We would all like it to be true. It apparently isn't.

Please stop forwarding it. Thank you.

 * * *

Last night, Fernando and Nancy and Darin and I went to Ruth's Chris Steak House in Beverly Hills to celebrate Fernando's birthday. Nothing much exciting happened--I realize it's been quite some time since I've seen a celebrity, dammit--but we had a very good time and some damn fine food. The restaurant was kind of weird, because all of the tables are half-moon shaped booths.

I had a dessert named Chocolate Sin that I thought deserved the accompaniment of "Fly Me To The Moon." Darin took a taste of it and said, "It's isn't the chocolate, it's the espresso." Very strong coffee mixture. Eat too much of this, don't sleep for days.

 * * *

Pooks--whom I did not inform immediately that I was not, after all, dying; bronchitis is such a comedown after a tuberculosis scare--suggests that I keep mentally busy while recuperating:

By the way -- have you picked out young men? How young? From movies or television? This could be an interesting fantasy, and don't forget having Kevin Kline sitting at your side, reading you the phone book (start with pizzas-that-deliver) and Anthony Hopkins murmuring sweet wickedness in your ear ....

I mean, you still have some time to kill while you're mending.

So I've mentioned the whole phone book reading thing in regards to Kevin Kline, have I?

I don't know who the young men are, but I know one of them won't be Leonardo Di Caprio. For one thing, LDC does nothing for me--Camille Paglia said he looks like a 12-year-old girl and for once I agree with the right-winger: he does. I prefer men; I'm just weird that way, I guess.

Also, LDC fired me last night.

Last night I had a dream in which Leonardo Di Caprio is going to host the Oscars and I'm on the team writing his monologue. So we're going over everything that happened, cinema-wise, in the past year, in order to see what there is to make fun of, and someone mentions Titanic.

I launch into a rather lengthy rant, worthy of any film criticism program, as to why Leonardo Di Caprio was not important to the success of that movie: any of the crop of young men in Hollywood would have done just as well. I remember I mentioned Ethan Hawke, but I also came out with a whole string of names, as though I have these names at my fingertips at the drop of a hat. (I don't.
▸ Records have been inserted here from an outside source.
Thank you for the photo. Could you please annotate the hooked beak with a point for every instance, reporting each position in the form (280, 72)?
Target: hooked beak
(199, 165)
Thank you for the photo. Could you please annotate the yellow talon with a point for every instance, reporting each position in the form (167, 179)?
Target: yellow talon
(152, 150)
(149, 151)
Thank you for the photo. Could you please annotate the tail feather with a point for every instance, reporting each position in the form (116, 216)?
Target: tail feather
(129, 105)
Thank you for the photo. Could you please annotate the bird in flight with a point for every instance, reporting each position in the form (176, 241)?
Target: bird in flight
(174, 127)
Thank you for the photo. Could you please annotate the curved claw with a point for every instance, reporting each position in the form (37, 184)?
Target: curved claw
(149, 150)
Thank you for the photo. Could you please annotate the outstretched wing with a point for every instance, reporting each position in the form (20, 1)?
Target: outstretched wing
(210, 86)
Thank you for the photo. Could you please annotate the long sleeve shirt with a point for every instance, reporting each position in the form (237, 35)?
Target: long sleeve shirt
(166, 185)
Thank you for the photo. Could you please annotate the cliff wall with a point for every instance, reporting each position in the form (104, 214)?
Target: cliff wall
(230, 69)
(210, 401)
Well, I probably do.)

My sister--also on the committee, I guess--taps me on the shoulder and says, "He's Leonardo Di Caprio."

Oh hey. <snaps fingers> Right.

I apologize profusely and LDC shrugs it off: No big deal, he's cool.

Within minutes he's fired the lot of us under some pretext.

Nevertheless, I head down to the cafeteria with another committee member--who might have been Arden, from USC--to work on the monologue, because I know LDC isn't going to be ready in time with other writers and we have to get this done. And I know, in that way that you know stuff in dreams, that we will in fact be re-hired and everything's going to turn out okay.

Sadly, I woke up before I got to this triumphal denouement.

I have no idea what this dream means. Why in the hell do I have to dream about LDC?

 * * *

Reprinted without permission from The New York Daily News:

Director Gus Van Sant says he's still in control of his remake of Alfred Hitchcock's "Psycho." The director's reps are shooting down reports that the movie's producers have taken away his right to edit the shocker--due out just before Christmas.

Producer Brian Grazer was said to be disappointed with the ending of the movie, but he couldn't be reached for comment.

Okay, for those of you who haven't heard, Van Sant is making a shot-for-shot remake of Hitchcock's Psycho, changing only the color and the actors. They're using the original shooting script. (Why, I don't know. I can't tell you why this struck anyone as a good idea. Please don't ask; I can't explain how this nonsense gets started.)

And Grazer is disappointed with the ending of the movie? Hello?

Let's face it, the ending of the original Psycho does suck. It's like 15 minutes of psychobabble about what made Norman do those terrible things. But it's part of the original, which you're remaking down to each and every shot. And those 15 minutes worked just fine in 1960, because the audience wasn't paying attention--it was screaming, having just seen something completely shocking, completely outré.

These days, guys win Oscars for killing people by chewing off their faces. A little something like a mama's boy in a dress knifing someone is, well....something probably happening at the grade school down the block.

If you're making a shot-for-shot remake of a classic--an idea that prima facie sucks--you can't just change the ending. What the hell are you going to do, rewrite just that bit?

I guess in this one Norman will run off with Marion's sister or something.